寒庶子弟间,有本事的,世家也会吸纳进来,作为门客,或者干脆收入门墙之中。

这就需要一种筛选寒门子弟参加宴会的程序了。

闯楼便是其中一个。

当然...

即便是闯楼,也需要你有出身的,寻常人家出身,想要来闯楼?

不好意思~

你没这个资格。

然而赵越出身天水赵氏,天水赵氏虽然不是顶级门阀,却也是中等偏上,加之赵越父亲赵荀在士林中也有名气,不至于连内堂都进不去,还需要闯楼能进。

所以...

在赵越看来,这应该是有人在故意刁难。

或者说...

庾亮在考验他?

但不管是哪种,赵越心中明白,他只有迎难而上这条路走,安于现状或者直接放弃,都会对他的声望产生影响。

这种结果,是赵越接受不了的。

“我们可不是去争位的,而是要去拿回属于我们的东西。”

赵越轻笑一声,说道:“我们与庾家无仇无怨,况且这新亭诗会,更是庾家用来拉拢人的,父亲与叔父都镇守一方,手握重兵,即便是中书令,又岂能轻慢我等?岂不是南辕北辙了吗?”

“道理是这个道理,只是这庾家也太失礼了。”

赵盛却是满脸不忿。

“麟哥儿只要是出马了,闯楼不过是轻轻松松的。”袭香则是在一边给赵越打气。

“袭香所言不错,闯楼有何难?君子六艺,礼、乐、射、御、书、数。虽不全精通,但也精通半数,若如此还被挡在门外,这诗会便无人能参与了。”

“说得好!”

啪啪啪~

众人身后突然想起鼓掌的声音。

循着声音,赵越见到说话的人了。

此人身高七尺,一袭白衣,剑眉凤目,鼻正唇薄。下巴中间竖着一道明显的沟壑——就是传说中的美人沟!这男人清澈的目光清纯得不含一丝杂念、俗气,温柔得似乎能包容一切,就像春阳下漾着微波的清澈湖水,令人忍不住浸于其中。

居然是一个美男子。

“在下天水赵越,阁下是。”

“陈郡谢尚,家父咸亭侯。”

好家伙。

陈郡谢氏。

不过现在陈郡谢氏尚未发迹,在侨门中过得实属一般。

也就谢尚之父谢琨会来事,先是成为名士王衍所亲善的“四友”之一,后来又成了江左八达之一。

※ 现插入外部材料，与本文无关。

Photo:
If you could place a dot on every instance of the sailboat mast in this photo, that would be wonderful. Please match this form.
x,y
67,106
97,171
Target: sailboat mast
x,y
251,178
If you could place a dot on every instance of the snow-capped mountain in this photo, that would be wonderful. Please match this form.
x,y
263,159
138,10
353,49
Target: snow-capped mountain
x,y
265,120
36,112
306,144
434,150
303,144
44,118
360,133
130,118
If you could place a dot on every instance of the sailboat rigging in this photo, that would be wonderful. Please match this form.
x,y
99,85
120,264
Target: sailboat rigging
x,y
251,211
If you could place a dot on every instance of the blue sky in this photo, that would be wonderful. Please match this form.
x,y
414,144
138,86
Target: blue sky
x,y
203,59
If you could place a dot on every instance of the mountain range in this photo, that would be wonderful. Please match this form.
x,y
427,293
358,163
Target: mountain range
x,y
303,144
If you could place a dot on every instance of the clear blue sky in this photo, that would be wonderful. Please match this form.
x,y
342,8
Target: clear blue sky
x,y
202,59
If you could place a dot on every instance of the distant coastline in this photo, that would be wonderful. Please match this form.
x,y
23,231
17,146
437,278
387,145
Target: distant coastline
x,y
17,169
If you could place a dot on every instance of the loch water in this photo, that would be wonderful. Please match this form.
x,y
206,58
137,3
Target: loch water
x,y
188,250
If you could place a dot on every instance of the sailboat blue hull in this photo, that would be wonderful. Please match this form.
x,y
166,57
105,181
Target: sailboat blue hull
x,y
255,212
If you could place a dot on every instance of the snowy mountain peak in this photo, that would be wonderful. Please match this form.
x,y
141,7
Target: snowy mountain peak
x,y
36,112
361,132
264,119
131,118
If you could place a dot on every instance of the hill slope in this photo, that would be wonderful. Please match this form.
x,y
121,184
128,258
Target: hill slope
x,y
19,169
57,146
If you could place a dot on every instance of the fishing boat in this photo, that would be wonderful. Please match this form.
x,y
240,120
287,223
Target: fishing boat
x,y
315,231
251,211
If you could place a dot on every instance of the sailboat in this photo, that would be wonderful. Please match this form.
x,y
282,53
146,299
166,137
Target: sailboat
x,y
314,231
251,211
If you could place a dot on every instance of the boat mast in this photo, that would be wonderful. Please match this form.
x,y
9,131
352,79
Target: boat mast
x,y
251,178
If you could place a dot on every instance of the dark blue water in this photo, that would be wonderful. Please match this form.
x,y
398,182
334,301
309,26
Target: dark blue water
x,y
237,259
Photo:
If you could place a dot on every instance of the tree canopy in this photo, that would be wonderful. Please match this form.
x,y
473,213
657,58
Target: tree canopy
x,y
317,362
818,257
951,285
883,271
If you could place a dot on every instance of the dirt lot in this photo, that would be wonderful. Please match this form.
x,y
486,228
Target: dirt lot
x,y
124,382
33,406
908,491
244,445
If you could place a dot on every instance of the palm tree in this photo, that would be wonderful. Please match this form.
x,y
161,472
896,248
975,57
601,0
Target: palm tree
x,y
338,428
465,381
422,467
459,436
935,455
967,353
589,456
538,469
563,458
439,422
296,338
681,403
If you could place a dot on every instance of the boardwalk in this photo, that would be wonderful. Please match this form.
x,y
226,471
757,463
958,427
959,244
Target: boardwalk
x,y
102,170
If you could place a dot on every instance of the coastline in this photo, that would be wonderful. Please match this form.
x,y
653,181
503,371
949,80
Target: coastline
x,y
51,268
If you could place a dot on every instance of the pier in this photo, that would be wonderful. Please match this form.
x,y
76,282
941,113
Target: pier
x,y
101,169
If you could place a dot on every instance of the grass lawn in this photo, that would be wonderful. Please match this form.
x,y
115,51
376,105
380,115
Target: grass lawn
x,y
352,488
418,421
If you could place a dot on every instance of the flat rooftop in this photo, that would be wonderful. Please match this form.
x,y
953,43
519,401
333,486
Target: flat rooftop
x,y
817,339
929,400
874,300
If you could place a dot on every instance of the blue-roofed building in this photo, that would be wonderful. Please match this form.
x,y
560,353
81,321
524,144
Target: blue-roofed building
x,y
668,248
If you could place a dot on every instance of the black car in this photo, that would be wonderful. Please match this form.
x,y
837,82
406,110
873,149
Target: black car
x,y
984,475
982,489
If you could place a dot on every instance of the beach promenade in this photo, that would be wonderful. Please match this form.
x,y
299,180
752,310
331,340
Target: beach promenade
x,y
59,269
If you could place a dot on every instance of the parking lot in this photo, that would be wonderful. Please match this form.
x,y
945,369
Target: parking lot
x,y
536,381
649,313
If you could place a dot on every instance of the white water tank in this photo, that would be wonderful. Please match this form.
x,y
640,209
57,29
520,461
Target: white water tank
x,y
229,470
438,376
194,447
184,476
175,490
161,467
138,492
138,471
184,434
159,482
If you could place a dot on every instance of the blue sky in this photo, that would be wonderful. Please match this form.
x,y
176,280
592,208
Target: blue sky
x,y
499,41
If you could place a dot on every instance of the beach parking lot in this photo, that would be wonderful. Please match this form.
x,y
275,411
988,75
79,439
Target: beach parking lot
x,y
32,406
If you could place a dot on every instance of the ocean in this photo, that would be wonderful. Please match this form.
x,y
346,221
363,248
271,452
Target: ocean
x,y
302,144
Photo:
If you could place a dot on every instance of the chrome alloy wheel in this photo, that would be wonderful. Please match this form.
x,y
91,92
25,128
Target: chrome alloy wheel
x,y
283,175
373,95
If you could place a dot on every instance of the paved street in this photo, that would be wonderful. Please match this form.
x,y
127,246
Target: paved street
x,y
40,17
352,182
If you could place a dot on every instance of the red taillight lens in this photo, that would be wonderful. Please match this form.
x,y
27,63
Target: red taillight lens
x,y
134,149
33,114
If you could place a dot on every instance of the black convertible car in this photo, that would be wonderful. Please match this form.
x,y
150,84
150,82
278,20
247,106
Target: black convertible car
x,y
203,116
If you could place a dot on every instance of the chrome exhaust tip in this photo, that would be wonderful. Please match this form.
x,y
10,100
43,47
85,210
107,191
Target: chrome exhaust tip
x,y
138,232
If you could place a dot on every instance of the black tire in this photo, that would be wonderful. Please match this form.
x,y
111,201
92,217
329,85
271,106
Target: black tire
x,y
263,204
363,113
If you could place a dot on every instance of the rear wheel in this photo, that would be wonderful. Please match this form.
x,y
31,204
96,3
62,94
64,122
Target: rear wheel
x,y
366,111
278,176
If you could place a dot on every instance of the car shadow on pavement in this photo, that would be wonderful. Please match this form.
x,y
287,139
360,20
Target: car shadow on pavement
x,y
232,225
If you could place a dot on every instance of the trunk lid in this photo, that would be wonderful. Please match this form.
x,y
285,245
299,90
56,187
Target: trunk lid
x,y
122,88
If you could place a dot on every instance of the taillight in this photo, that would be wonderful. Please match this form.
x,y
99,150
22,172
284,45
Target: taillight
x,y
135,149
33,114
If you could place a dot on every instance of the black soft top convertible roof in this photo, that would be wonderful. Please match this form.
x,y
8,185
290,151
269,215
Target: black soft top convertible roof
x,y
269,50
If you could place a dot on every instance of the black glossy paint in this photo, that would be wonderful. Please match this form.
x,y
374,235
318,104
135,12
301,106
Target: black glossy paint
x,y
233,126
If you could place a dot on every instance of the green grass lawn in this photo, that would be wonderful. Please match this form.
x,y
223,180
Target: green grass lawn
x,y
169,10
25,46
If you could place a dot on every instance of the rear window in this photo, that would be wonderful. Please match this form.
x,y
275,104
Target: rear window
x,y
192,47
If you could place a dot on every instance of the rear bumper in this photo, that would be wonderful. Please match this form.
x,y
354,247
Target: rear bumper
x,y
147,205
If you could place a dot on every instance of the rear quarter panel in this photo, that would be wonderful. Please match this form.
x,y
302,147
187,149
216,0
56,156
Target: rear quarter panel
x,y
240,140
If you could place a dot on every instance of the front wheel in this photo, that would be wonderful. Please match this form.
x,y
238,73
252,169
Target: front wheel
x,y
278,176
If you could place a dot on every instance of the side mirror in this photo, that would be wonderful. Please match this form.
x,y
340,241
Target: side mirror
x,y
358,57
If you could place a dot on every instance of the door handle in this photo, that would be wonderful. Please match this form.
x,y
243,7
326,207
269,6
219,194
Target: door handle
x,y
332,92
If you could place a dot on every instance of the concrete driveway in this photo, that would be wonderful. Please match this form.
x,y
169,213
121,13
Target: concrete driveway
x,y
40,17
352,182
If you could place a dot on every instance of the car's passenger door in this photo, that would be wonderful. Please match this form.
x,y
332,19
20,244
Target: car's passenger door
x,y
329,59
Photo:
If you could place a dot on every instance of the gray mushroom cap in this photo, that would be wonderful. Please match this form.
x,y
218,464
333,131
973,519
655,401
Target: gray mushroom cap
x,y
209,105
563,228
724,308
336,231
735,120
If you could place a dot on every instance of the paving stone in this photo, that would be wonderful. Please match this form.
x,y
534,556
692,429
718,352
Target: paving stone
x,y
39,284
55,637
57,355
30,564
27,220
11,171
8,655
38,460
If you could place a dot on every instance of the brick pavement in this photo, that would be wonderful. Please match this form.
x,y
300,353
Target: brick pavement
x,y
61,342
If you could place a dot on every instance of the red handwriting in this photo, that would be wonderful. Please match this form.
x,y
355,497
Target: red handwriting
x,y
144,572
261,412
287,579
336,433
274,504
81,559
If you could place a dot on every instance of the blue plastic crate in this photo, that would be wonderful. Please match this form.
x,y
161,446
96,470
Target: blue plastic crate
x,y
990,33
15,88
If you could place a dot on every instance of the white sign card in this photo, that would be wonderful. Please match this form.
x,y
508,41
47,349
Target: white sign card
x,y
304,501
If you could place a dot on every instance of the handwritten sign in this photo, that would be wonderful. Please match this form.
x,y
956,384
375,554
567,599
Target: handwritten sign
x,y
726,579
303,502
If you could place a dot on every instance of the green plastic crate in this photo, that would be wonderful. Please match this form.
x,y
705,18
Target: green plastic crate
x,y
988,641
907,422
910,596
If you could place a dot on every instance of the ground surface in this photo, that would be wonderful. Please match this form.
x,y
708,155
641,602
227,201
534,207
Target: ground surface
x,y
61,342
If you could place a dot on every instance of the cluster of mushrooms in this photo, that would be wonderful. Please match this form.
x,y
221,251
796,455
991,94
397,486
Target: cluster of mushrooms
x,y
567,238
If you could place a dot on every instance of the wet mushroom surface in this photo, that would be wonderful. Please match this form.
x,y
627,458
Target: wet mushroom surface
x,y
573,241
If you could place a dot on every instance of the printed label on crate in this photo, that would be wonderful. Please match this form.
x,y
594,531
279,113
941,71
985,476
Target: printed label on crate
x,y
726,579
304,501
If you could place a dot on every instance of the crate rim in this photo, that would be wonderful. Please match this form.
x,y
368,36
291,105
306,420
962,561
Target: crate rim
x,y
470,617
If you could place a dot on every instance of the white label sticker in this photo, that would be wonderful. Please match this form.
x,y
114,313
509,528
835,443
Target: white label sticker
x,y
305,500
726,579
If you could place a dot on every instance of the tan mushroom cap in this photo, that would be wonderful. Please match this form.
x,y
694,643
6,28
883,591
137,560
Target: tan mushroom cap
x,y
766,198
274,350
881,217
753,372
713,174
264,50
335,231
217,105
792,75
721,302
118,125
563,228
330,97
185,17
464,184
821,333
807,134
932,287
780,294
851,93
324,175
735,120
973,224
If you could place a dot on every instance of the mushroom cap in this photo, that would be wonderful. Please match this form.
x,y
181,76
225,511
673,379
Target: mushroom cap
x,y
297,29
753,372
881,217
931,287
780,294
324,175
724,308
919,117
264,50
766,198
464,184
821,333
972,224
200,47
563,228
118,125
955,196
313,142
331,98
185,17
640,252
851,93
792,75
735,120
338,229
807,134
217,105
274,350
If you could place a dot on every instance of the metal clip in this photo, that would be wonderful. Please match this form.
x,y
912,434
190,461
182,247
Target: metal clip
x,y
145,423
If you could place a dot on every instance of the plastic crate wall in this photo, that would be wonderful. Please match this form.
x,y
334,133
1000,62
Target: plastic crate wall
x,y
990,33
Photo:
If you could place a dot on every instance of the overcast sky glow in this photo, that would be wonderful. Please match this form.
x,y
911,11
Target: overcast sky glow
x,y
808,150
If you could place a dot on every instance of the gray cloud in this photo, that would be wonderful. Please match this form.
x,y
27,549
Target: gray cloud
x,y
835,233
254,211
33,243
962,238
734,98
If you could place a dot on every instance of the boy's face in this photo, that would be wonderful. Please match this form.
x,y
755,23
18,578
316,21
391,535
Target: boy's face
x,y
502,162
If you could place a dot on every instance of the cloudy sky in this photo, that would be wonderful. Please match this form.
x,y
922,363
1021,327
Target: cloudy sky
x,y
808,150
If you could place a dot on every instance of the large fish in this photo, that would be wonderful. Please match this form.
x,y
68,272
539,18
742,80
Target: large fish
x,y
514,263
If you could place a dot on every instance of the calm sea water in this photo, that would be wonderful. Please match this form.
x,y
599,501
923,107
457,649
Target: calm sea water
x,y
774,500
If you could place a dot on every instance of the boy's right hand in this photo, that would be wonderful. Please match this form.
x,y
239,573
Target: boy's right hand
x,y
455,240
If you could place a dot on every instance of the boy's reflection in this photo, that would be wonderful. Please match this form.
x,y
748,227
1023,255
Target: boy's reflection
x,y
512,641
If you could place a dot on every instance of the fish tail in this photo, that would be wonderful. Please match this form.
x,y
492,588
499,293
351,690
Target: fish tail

陈郡谢氏之名虽然不如琅琊王氏与颍川庾氏响亮,但也勉强算得上是高门大族了。

“荡寇将军诗赋绝佳,想来闯楼是轻而易举的,今日有贤弟作陪,不若我等一道闯楼?”

闯楼?

在一边的赵盛愣住了。

“你也被安排在此座了?哼,那庾家好生不知礼。”

谢尚尴尬一笑,说道:“我倒是在内堂有座次,不过方才听到这里的动静,心中发痒,便想见识见识这闯楼,毕竟我还从未闯过,之前怕闯楼不过,丢了世家脸面,现在有二位作陪,倒是可以舍身一试。”

“那便一道。”

赵越明白这谢尚有交好他的意思。

伸手不打笑脸人。

况且他赵家在江左朋友也少得很,若是能多一个朋友,何乐而不为呢?

三人与身后的仆从,便风风火火的去闯楼了。

....

新亭庄园之中,内堂后面便是三层楼阁,而在内堂前面,则被长亭衔接,长亭深入流水处有一座高亭,亭中粉色帷帐遮掩,其中居有贵人。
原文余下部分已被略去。